Joaquín não respondeu. O pai pregou-lhe um par de bofetões.
- A culpa é minha, que vim caçar com um maricas - disse Luis Felipe. - Tu deverias estar com a mamã, a brincar com as bonecas, porra. Agora vá para o seu quarto e não saia de lá enquanto eu não disser.
No dia seguinte, Luis Felipe e Joaquín foram caçar juntos. Era a última manhã que iam passar em El Aguerrido. Avançavam lentamente quando Luis Felipe parou a mula.
- Olha para aquele esquilito - disse, apontando para os ramos de uma árvore. - Parece um gato, porra.
- Onde está? - perguntou Joaquín.
- Ali, em cima da árvore, naquele ramo - disse Luis Felipe.
- Já o vi - disse Joaquín. - É enorme.
- Abate-o. Vamos lá ver se tens boa pontaria.
- Não vou conseguir, papá. Está muito lá em cima.
Nessa manhã, tinham saído sem guias. Cada um estava escarranchado numa mula.
- Atira, homem - insistiu Luis Felipe.
- A mamã diz que é pecado mortal matar animais - disse Joaquín.
- Velha idiota - disse Luis Felipe. - Não acredites em beatices.
Joaquín puxou da carabina e fez pontaria ao esquilo.
- Se calhar é mãe e tem filhotes - disse.
- Dispara - disse Luis Felipe. - Depois perguntamos-lhe.
Joaquín disparou.
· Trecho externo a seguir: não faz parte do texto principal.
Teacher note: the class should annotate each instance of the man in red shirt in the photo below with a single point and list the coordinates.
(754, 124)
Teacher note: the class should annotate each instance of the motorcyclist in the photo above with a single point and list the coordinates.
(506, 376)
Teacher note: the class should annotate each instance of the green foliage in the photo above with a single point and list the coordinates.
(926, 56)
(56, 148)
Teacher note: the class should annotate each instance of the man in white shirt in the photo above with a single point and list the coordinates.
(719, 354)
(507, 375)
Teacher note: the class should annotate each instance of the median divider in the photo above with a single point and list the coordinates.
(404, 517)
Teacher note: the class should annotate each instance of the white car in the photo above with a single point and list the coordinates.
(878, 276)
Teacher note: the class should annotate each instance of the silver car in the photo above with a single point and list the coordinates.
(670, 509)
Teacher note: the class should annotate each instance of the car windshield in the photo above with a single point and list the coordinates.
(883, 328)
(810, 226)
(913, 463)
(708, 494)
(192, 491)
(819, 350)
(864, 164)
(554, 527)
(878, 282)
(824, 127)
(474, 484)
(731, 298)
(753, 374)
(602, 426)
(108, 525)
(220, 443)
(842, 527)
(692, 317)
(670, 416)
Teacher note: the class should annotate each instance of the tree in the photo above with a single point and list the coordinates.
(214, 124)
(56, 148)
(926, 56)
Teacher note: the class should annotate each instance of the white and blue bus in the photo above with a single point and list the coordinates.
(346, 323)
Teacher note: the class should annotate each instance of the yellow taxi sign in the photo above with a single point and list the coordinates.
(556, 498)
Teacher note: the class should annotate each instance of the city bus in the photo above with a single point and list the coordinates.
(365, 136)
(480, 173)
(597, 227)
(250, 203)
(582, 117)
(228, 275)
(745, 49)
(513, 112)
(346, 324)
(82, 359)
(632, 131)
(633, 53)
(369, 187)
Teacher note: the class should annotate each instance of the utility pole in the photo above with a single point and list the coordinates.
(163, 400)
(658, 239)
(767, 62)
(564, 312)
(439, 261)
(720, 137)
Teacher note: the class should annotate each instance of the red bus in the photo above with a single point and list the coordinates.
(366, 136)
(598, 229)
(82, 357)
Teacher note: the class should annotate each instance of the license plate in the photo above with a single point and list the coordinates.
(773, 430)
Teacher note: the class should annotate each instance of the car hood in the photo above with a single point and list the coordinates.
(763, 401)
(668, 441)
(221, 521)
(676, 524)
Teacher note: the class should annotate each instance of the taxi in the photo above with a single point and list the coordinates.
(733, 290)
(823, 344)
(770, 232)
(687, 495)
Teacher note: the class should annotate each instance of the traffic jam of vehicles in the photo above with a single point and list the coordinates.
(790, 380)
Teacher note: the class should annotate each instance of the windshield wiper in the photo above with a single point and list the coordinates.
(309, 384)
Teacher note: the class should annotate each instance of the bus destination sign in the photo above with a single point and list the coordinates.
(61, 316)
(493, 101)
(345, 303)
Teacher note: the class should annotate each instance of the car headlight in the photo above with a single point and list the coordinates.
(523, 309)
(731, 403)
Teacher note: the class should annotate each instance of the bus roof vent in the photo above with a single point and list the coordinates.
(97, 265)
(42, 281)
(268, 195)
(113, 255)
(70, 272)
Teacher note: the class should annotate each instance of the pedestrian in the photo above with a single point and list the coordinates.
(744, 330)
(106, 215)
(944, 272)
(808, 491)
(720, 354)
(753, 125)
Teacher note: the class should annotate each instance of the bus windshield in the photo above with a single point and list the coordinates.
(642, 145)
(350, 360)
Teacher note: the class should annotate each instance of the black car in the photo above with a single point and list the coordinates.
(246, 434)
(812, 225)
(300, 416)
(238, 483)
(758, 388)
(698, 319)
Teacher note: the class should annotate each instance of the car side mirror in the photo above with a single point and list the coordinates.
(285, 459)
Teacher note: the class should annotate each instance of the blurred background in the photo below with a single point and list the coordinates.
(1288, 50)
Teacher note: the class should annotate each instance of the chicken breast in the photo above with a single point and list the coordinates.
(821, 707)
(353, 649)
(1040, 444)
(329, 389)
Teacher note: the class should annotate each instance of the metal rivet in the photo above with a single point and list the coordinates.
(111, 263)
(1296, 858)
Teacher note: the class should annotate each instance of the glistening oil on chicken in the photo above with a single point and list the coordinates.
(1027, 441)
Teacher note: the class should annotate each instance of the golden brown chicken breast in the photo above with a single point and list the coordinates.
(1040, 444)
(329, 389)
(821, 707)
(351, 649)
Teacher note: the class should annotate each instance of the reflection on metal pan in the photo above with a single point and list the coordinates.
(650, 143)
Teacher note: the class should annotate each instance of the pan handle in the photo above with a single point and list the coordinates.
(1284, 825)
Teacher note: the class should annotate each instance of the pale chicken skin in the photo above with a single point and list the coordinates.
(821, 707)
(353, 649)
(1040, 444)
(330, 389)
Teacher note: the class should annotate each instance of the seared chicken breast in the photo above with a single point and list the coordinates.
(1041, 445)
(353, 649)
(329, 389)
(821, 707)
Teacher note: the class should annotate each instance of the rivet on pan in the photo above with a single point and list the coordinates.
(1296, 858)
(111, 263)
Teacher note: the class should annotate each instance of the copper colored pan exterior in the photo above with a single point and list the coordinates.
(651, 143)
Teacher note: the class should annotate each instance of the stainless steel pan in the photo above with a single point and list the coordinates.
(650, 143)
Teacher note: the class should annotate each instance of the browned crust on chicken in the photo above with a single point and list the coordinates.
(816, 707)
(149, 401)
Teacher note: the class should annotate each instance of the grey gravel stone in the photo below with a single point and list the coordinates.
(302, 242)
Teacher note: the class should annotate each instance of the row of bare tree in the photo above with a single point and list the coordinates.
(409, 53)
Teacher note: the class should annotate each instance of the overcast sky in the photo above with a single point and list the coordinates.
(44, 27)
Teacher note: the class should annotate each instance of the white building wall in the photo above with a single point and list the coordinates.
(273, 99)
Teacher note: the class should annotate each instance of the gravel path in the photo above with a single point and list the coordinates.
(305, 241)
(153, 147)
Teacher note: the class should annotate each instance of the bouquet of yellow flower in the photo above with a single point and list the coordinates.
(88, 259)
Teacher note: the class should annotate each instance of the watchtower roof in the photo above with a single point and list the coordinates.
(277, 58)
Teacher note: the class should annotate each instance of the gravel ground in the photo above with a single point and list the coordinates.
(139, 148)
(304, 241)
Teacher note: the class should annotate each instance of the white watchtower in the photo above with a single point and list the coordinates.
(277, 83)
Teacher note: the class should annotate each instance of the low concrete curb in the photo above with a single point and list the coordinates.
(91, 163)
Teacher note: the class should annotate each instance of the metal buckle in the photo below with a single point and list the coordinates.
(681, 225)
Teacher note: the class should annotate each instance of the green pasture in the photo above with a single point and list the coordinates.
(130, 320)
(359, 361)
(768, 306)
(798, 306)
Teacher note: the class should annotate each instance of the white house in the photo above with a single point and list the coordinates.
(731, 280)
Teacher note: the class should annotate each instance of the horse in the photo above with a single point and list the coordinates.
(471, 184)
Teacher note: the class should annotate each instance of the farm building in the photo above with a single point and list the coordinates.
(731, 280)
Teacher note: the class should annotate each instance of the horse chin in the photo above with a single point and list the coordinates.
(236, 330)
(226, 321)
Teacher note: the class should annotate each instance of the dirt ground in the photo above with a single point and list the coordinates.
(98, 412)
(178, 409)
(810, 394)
O esquilo chiou e caiu no solo.
- Boa, porra - gritou Luis Felipe, a sorrir. - Vê-se bem que és meu filho.
Desmontaram e deram com o esquilo morto.
- Esquilito, o meu filho quer saber se deixas orfãozinhos - disse Luis Felipe; e soltou uma gargalhada.
Um pouco antes de a noite cair, Luis Felipe e Joaquín meteram as malas no carro e despediram-se de Xisto, Marita e Dioni. Nos três dias que haviam passado em el Aguerrido, Luis Felipe não avistara um único veado. Apenas matara uns quantos pombos.
- Foi um prazer tê-lo cá de volta em El Aguerrido, Sr. Camino - disse Sixto.
- O prazer foi meu - disse Luis Felipe. E abraçou Sixto.
- Quem diria que Joaquín ia ser o único a caçar um veado? - disse Sixto, sorrindo.
- Veado e esquilo - disse Luis Felipe.
Joaquín estendeu a mão a Sixto.
- Muito obrigado, Sr. Sixto - disse.
- Prazer em conhecer-te, rapaz - disse Sixto. - Volta em breve.
Então Joaquín estendeu a mão a Dioni.
- Se lutarmos outra vez, aposto que te ganho - disse-lhe.
Dioni e Joaquín não se falavam desde o incidente no riacho.
- Já te limpo o sebo - disse Dioni, muito seguro de si.
- Ah, porra, desta vez é que é - disse Luis Felipe, entusiasmado.
- Joaquín quer a desforra - disse Sixto.
- Quem começa? - perguntou Luis Felipe.
Em seguida, abriu a carteira e retirou uma nota.
- O vencedor recebe 1000 soles - disse.
- A sério que querem lutar? - perguntou Sixto, surpreendido.
- É - disse Joaquín.
- Estou preparado - disse Dioni, esfregando as mãos com terra.
- Vá, então vou contar até três - disse Luis Felipe.
Então, antes que o pai acabasse de contar, Joaquín aproximou-se rapidamente de Dioni, deu-lhe um pontapé nos testículos e derrubou-o. A seguir, enterrou-lhe um joelho no estômago e deu-lhe um murro na cara.
- Isto é para não seres maricas - disse-lhe.